Puan Terima Wakil PM Bulgaria, Dorong Kerja Sama Pendidikan dan Olahraga

Puan Terima Wakil PM Bulgaria, Dorong Kerja Sama Pendidikan dan Olahraga

Annisa Sekar Melati - detikNews
Senin, 14 Sep 2026 13:18 WIB
DPR RI
Foto: DPR RI
Jakarta -

Ketua DPR RI Puan Maharani menerima kunjungan Wakil Perdana Menteri (PM) sekaligus Menteri Ekonomi, Investasi, dan Industri Bulgaria Alexander Poulev. Puan mendorong penguatan kerja sama Indonesia-Bulgaria, khususnya di bidang pendidikan dan olahraga.

Puan menyambut langsung kedatangan Alexander Poulev beserta rombongan delegasinya di Gedung Nusantara, Senin (14/9). Dalam penyambutan ini, ia didampingi oleh Ketua Komisi I DPR Utut Adianto, Wakil Ketua Komisi IX DPR Charles Honoris, dan Wakil Ketua BKSAP DPR Irine Yusiana Roba Putri.

"Selamat datang di Jakarta, dan selamat datang di Gedung DPR RI, bangunan bersejarah dengan nilai yang sangat penting bagi Indonesia," kata Puan pada keterangan tertulinsya, Senin (14/9/2026).

SCROLL TO CONTINUE WITH CONTENT

Puan menyinggung Bulgaria merupakan salah satu negara di Eropa yang paling awal mengakui kemerdekaan Indonesia. Hal ini dibuktikan secara nyata melalui kunjungan bersejarah presiden pertama RI pada masa lalu.

"Presiden pertama Indonesia, Presiden Soekarno, mengunjungi Bulgaria di tahun 1961 sebagai komitmen persahabatan kedua negara," tutur cucu Soekarno itu.

ADVERTISEMENT

Dalam lawatan historis tersebut, Bung Karno diketahui membawa pulang bibit bunga mawar khas Bulgaria. Bunga beraroma sangat wangi ini rupanya terus dibudidayakan secara lokal hingga sekarang.

"Beliau membawa pulang Bulgarian Rose yang sampai sekarang masih dibudidayakan di Indonesia sebagai bahan baku pembuatan parfum dan minyak atsiri," jelas Puan.

Melalui pertemuan hari ini, peluang kerja sama diyakini akan semakin terbuka lebar di masa depan. Puan secara langsung menegaskan posisi strategis Bulgaria di mata Indonesia.

"Yang Mulia, Indonesia memandang Bulgaria sebagai mitra penting di Kawasan Balkan dan Eropa," ucap perempuan pertama yang menjabat sebagai Ketua DPR RI tersebut.

Menurut Puan, kemitraan strategis ini didasari oleh kesamaan nilai demokrasi dan komitmen kuat terhadap tatanan dunia internasional. Landasan tersebut dinilai sangat krusial sebagai pegangan di era saat ini.

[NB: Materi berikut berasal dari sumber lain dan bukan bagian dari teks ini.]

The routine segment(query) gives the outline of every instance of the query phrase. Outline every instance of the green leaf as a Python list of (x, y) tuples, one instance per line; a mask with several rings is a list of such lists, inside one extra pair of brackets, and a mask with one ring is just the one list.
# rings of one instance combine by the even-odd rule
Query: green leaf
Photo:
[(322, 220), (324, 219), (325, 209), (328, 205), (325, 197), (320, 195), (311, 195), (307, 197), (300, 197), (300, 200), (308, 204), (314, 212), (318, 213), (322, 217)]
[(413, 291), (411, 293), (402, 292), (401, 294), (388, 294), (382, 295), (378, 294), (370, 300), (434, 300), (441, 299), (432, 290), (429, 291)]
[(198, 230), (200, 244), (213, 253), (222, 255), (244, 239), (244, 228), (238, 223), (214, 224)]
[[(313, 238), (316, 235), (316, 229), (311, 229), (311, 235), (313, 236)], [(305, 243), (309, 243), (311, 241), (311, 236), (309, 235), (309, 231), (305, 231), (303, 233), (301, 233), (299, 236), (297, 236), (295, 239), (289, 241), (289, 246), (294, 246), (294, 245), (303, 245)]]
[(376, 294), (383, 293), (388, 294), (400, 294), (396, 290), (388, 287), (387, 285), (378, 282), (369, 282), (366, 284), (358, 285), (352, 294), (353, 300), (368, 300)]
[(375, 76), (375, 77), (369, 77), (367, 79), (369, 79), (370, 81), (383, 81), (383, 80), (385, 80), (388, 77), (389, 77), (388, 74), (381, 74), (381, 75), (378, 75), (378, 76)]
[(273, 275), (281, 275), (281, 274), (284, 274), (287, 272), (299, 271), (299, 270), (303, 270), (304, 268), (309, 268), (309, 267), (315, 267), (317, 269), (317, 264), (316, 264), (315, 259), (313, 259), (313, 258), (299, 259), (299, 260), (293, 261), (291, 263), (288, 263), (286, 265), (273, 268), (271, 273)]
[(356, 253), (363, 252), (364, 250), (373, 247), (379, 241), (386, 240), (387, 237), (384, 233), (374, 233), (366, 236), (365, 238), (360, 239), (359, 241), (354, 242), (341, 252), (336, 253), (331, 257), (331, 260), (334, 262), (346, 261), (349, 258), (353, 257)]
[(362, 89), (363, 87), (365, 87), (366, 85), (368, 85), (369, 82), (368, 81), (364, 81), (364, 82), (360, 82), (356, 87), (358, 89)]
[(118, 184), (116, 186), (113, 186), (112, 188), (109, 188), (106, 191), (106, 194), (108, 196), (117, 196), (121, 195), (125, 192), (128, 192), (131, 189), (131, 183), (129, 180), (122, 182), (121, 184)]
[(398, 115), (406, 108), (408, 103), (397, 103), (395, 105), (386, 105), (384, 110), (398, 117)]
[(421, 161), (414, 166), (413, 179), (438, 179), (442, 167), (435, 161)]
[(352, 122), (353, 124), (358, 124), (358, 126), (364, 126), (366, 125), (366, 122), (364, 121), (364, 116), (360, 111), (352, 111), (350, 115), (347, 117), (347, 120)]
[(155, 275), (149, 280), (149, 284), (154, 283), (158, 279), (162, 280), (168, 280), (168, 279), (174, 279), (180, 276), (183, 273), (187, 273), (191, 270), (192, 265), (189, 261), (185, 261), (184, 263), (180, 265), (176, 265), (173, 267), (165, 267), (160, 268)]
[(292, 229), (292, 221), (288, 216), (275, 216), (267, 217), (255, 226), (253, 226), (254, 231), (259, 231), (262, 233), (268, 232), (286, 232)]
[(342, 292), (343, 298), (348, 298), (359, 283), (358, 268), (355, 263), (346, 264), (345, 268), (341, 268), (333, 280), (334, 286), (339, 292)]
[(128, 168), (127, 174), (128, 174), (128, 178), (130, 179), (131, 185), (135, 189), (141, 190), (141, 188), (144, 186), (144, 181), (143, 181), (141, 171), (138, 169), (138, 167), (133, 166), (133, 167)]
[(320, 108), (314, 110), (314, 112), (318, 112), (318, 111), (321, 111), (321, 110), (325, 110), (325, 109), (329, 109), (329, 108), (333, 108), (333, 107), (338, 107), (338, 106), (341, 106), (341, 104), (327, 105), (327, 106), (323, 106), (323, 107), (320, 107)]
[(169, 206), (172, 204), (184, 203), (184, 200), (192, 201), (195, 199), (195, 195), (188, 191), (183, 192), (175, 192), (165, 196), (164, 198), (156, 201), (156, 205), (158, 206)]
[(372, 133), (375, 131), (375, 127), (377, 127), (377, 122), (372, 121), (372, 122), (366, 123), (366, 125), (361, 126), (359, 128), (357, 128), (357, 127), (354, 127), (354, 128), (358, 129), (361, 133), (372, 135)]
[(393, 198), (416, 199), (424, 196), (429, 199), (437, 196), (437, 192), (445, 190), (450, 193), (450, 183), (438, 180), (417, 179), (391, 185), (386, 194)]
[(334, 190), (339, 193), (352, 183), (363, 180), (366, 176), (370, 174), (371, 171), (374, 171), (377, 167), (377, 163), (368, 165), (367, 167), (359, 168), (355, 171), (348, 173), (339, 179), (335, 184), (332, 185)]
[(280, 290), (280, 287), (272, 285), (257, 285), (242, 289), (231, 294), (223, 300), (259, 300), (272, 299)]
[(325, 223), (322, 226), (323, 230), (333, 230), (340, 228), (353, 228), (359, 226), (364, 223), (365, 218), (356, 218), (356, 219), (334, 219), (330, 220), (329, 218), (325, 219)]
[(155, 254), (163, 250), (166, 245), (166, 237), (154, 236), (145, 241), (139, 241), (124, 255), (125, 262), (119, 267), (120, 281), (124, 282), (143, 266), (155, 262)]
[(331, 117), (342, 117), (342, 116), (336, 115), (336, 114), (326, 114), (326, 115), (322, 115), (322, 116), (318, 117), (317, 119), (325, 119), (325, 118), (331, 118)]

"Di tengah dinamika geopolitik dan ketidakpastian global, nilai-nilai ini menjadi pegangan untuk kita saling menghargai dan mengedepankan kerja sama," sebut Puan.

DPR RI lantas mengajak Bulgaria mewujudkan tatanan dunia yang menempatkan kemanusiaan dan kesejahteraan sebagai tujuan utama antarbangsa. Setiap negara diharapkan bisa saling berkolaborasi tanpa harus menjatuhkan satu sama lain.

"Memastikan setiap bangsa dan negara dapat maju secara bermartabat dan dihormati kedaulatannya. Negara tidak seharusnya saling bekompetisi untuk meraih kesejahteraan tapi harus kerjasama saling menguntungkan," paparnya.

Saat ini, Indonesia dan Bulgaria diketahui sama-sama sedang menjalani proses aksesi keanggotaan OECD. Kondisi ini bisa dimanfaatkan oleh parlemen dari kedua negara untuk saling bersinergi.

"Dalam konteks tersebut, kedua parlemen dapat bertukar pengalaman mengenai proses reformasi kebijakan, harmonisasi regulasi, serta penguatan tata kelola ekonomi dan investasi," ungkap Puan.

Di sektor riil, perkembangan ekonomi serta perdagangan kedua negara dari tahun ke tahun dinilai makin memperlihatkan kemajuan.

"Hal ini menjadi catatan bagi kami untuk mendorong Pemerintah RI untuk terus meningkatkan volume dan diversifikasi perdagangan kedua negara," terang Puan.

Puan menilai pelabuhan Varna dan Burgas di Bulgaria dapat menjadi hub strategis masuknya produk Tanah Air. Sebaliknya, Indonesia juga siap memfasilitasi masuknya investasi dari negara tersebut.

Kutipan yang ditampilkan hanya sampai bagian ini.